WITH TotalDuplicates(EmployeeName,Age,Total) AS
(
SELECT EmployeeName,Age,COUNT(employeeId) AS Total FROM Employee
GROUP BY EmployeeName,Age
HAVING COUNT(employeeId) > 1
)
,DistinctRows(EmployeeId,EmployeeName,Age) AS
(
SELECT E.EmployeeId,E.EmployeeName,E.Age FROM Employee AS E
INNER JOIN TotalDuplicates AS D
ON (E.EmployeeName = D.EmployeeName AND E.Age = D.Age)
)
,OrderedDuplicateTables(EmployeeId,EmployeeName,Age,Ranking) AS
(
SELECT
EmployeeId,
EmployeeName,
Age,
RANK() OVER (PARTITION BY EmployeeName, Age ORDER BY EmployeeId DESC)
FROM DistinctRows
)
DELETE FROM Employee
WHERE EmployeeId IN (SELECT EmployeeId FROM OrderedDuplicateTables WHERE Ranking > 1)
Upvotes: 0
Reputation: 11309
First you can copy duplicate record into another table like as following way
Select fieldnames into #temp from table1 group by fieldnames having count (*) > 1
then remove that record from original table
delete from table1 where fieldname in (select fieldnames from #temp)

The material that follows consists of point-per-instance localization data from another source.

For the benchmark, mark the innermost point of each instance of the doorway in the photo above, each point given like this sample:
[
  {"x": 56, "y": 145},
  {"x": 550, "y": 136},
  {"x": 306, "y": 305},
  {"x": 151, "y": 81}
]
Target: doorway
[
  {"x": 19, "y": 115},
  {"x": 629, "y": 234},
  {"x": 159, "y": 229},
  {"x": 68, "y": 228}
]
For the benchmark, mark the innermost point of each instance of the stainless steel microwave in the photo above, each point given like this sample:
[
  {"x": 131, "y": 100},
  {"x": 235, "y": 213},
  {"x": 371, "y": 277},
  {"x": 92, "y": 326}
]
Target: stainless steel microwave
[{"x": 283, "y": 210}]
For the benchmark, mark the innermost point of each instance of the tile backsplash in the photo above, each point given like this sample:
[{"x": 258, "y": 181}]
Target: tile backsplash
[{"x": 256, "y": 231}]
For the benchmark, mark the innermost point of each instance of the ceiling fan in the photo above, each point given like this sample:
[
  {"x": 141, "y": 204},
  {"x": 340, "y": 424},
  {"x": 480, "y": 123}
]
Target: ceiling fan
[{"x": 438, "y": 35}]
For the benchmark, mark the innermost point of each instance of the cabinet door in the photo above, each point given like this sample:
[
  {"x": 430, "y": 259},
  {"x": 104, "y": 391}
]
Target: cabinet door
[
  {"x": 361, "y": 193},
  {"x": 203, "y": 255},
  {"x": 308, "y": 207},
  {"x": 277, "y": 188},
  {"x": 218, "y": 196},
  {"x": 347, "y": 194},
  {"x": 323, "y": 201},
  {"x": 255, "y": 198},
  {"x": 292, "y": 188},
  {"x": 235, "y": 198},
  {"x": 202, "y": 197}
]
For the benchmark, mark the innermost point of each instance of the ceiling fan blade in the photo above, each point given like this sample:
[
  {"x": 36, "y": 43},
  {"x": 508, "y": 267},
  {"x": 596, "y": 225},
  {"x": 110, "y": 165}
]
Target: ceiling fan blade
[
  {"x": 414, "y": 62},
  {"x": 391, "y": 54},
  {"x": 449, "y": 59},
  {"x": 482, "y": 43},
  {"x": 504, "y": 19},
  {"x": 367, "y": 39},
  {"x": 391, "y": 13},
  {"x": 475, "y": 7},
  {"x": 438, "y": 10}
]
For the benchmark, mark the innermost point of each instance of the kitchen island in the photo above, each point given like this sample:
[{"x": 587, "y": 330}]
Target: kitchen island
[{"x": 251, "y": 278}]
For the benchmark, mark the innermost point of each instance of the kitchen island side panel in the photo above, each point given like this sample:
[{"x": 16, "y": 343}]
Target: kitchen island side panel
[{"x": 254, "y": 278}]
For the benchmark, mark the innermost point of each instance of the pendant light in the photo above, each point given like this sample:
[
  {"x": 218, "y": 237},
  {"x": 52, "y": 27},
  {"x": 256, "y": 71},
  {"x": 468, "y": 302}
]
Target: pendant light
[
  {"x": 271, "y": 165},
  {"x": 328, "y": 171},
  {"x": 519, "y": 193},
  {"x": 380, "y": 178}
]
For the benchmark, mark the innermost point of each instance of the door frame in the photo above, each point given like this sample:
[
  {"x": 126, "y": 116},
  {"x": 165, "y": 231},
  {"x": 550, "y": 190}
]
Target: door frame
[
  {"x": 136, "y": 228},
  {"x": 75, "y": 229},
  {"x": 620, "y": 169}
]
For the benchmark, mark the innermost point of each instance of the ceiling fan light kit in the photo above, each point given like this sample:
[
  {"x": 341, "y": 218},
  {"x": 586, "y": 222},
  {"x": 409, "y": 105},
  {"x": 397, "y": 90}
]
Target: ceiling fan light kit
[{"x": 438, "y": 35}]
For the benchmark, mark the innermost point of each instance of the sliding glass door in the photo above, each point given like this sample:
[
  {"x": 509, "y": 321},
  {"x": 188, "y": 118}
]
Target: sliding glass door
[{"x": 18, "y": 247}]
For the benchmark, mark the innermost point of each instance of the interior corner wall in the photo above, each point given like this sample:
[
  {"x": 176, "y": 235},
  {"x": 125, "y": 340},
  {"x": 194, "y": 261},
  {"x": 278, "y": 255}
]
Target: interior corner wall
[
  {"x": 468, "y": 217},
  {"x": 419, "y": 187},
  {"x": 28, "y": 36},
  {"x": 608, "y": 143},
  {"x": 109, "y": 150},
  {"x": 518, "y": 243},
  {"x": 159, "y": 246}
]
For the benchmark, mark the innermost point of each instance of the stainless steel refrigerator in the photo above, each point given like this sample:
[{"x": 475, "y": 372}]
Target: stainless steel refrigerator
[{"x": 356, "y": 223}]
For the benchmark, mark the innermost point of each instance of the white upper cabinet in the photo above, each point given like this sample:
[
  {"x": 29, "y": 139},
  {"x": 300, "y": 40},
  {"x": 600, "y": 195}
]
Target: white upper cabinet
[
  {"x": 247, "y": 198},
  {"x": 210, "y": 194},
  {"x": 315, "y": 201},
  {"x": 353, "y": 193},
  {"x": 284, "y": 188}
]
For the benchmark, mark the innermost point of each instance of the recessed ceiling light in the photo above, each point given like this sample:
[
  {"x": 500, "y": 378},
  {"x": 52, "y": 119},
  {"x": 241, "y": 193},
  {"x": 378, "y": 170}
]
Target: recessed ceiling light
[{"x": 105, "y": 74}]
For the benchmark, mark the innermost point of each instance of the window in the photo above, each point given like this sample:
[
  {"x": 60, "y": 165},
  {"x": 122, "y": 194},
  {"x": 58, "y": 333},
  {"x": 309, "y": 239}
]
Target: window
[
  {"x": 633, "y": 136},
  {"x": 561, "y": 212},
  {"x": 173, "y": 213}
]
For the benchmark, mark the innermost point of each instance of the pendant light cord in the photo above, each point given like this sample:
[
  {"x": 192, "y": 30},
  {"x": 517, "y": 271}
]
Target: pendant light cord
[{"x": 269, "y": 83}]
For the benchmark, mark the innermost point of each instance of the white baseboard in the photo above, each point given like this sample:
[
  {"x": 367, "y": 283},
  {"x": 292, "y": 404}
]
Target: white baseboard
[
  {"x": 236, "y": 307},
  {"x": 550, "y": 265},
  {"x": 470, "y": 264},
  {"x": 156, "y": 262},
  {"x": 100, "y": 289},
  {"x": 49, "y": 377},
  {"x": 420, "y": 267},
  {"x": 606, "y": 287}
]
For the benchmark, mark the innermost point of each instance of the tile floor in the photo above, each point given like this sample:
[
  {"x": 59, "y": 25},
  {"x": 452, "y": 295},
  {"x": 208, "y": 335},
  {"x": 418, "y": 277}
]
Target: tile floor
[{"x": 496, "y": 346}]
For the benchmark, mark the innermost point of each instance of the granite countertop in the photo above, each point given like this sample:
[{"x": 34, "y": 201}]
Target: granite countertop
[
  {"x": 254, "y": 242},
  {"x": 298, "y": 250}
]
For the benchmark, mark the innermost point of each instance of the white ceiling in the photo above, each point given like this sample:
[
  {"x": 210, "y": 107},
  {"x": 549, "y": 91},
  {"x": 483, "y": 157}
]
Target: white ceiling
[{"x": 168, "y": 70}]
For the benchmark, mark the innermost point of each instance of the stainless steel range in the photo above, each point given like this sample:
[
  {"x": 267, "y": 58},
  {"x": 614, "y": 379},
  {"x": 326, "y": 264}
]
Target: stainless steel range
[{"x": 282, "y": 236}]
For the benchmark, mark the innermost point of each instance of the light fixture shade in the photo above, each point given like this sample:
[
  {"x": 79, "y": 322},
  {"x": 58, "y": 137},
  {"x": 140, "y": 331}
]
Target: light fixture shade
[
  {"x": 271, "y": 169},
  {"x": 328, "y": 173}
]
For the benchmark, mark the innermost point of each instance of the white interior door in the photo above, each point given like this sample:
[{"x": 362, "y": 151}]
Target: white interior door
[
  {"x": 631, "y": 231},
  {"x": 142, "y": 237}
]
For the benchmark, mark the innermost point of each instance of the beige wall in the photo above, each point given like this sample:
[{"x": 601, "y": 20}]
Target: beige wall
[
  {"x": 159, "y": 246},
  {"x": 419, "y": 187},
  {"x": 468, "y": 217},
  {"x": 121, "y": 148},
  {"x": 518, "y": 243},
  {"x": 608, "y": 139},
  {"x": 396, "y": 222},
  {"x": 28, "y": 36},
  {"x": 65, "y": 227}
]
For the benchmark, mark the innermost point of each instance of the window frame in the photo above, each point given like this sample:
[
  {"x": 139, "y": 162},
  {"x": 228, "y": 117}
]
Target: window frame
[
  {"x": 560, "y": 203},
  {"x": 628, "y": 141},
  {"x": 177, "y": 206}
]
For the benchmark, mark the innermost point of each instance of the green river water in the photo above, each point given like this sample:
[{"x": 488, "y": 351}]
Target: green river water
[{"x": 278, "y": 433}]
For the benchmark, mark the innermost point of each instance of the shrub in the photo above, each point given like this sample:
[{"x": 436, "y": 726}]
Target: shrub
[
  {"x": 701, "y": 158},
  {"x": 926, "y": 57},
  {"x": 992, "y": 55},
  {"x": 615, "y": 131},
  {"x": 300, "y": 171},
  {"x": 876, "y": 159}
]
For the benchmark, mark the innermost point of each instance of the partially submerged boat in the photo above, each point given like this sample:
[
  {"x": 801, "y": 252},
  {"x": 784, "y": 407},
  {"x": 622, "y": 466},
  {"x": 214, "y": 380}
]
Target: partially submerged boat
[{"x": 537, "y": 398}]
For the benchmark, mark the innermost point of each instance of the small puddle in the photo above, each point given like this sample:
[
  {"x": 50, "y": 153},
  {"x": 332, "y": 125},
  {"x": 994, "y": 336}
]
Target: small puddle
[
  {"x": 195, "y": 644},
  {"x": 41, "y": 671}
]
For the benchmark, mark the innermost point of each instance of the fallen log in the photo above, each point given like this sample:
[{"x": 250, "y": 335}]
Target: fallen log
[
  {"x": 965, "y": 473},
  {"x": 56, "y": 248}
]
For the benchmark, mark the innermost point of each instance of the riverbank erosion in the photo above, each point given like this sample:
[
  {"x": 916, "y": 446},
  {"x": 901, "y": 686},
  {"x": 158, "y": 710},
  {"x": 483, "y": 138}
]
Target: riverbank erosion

and finally copy record from temporary table to original source table.
insert table1 select * from #temp
through above mentioned steps you can eliminate duplicate record from table.
Upvotes: 0
Reputation: 333
If you just want to eliminate duplicate records from your result set, you can use the DISTINCT command:
SELECT DISTINCTI field1, field2 FROM...
If you want to delete those duplicate records, you can use COUNT to detect which records have more than one instance, and then deleting them with a subquery
Upvotes: 1